Mise à jour le 5 juin 2009


21 février 2009, communiqué
communiqué disponible en pdf

Politique Intérieure



Pour en finir avec la domination coloniale en Guadeloupe et en Martinique.


Une mobilisation historique s'est développée depuis des semaines en Guadeloupe puis à la Martinique. La revendication salariale a cristallisé le combat des salariés. Ce combat a entraîné à sa suite toutes les couches de la population qui subissent le coût excessif de la vie.
« On va les foutre dehors ! »

Au delà, c'est toute la situation coloniale qui est remise en question, à travers le slogan mille fois répété : « La Guadeloupe est à nous » ; ou bien : « On va les foutre dehors … La Martinique nous appartient ».

Ce qui est visé, c'est une situation où une poignée de grandes familles, des békés, s'arrogent le contrôle de la terre et de l'essentiel de l'économie, une situation où l'état est au service de cette poignée de békés, une situation où les fonctionnaires qui sont envoyés de la métropole bénéficient d'avantages salariaux tandis que le chômage est massif dans la population antillaise. Toute la situation est marquée par ce fait très simple : les grandes familles esclavagistes qui régnaient au XVIIIème et XIXème siècle sont les mêmes qui contrôlent le pays.
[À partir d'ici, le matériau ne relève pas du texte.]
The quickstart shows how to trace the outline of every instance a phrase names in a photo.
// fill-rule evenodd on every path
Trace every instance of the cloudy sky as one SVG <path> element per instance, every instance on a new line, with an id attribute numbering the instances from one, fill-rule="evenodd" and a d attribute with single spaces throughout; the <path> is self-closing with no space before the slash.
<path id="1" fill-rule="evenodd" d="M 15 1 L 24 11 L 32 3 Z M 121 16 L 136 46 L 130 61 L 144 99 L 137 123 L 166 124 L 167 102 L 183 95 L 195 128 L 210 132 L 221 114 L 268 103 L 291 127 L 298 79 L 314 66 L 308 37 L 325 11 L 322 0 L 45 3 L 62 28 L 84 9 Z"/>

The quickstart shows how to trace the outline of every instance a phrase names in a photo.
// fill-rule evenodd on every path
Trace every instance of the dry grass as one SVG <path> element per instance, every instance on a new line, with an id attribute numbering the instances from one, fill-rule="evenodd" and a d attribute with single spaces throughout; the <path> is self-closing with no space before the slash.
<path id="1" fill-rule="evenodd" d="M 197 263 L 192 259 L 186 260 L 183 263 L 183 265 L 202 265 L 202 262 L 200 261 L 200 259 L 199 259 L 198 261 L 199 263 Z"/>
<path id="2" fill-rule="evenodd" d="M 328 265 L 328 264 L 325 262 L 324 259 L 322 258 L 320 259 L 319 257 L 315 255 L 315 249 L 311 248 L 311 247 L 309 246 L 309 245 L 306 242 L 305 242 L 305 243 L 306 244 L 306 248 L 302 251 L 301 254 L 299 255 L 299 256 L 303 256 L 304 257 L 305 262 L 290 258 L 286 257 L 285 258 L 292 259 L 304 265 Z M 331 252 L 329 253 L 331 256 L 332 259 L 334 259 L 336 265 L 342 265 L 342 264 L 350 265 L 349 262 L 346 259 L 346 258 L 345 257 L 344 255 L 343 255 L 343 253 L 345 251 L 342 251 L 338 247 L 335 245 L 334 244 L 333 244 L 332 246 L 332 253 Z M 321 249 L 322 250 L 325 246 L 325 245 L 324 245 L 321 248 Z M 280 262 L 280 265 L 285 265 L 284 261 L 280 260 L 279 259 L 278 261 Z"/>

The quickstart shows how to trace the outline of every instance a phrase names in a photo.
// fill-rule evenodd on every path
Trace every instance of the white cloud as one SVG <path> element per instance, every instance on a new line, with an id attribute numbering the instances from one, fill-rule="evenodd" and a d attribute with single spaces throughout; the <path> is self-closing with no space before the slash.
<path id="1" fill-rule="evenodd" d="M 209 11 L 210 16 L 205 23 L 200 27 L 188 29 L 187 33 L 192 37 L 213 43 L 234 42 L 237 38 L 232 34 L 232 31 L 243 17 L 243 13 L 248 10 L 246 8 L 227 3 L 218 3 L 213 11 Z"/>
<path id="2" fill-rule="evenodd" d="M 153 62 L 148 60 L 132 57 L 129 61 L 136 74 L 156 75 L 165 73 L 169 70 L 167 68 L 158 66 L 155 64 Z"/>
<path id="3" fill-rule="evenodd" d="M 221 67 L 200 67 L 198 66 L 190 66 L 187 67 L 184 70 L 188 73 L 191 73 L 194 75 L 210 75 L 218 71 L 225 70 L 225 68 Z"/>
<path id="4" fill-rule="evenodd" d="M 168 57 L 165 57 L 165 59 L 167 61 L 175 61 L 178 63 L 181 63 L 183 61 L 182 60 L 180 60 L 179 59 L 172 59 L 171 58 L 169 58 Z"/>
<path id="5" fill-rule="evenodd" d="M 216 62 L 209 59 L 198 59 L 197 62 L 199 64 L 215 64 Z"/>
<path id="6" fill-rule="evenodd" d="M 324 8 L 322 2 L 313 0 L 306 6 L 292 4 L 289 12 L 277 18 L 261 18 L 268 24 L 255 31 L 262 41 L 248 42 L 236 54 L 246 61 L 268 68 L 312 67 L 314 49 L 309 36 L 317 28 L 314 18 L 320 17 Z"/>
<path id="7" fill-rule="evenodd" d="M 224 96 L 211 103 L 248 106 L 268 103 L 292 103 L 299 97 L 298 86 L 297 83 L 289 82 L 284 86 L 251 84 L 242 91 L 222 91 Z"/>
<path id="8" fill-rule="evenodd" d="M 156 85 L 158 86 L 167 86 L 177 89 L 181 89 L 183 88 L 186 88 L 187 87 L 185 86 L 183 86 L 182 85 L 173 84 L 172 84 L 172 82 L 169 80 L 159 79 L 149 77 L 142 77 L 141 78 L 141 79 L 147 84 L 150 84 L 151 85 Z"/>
Le capitalisme aux Antilles a construit sa richesse et son pouvoir à partir de l'esclavage. Lorsque le système de l'esclavage a pris fin, cette poignée de grands propriétaires a conservé la richesse. Mieux : ils se sont faits grassement indemniser pour la « perte » de leurs esclaves….Aujourd'hui, ils ont le pouvoir économique et l'état veille à préserver leurs propriétés, leur richesse et leurs intérêts.

« Retirez Sarkozy ! »

Après des semaines de grève générale, un recul du gouvernement et du patronat sur les salaires serait un incontestable succès. A l'étape actuelle, cela n'est pas acquis. Mais plus encore ce serait un point d'appui dans le combat contre l'état colonial et son principal représentant : Sarkozy. Cette volonté de combattre ce gouvernement et cet Etat s'exprime avec le mot d'ordre des jeunes guadeloupéens: « Retirez Sarkozy ! ». Car un éventuel succès salarial ne peut rien régler sur le fond.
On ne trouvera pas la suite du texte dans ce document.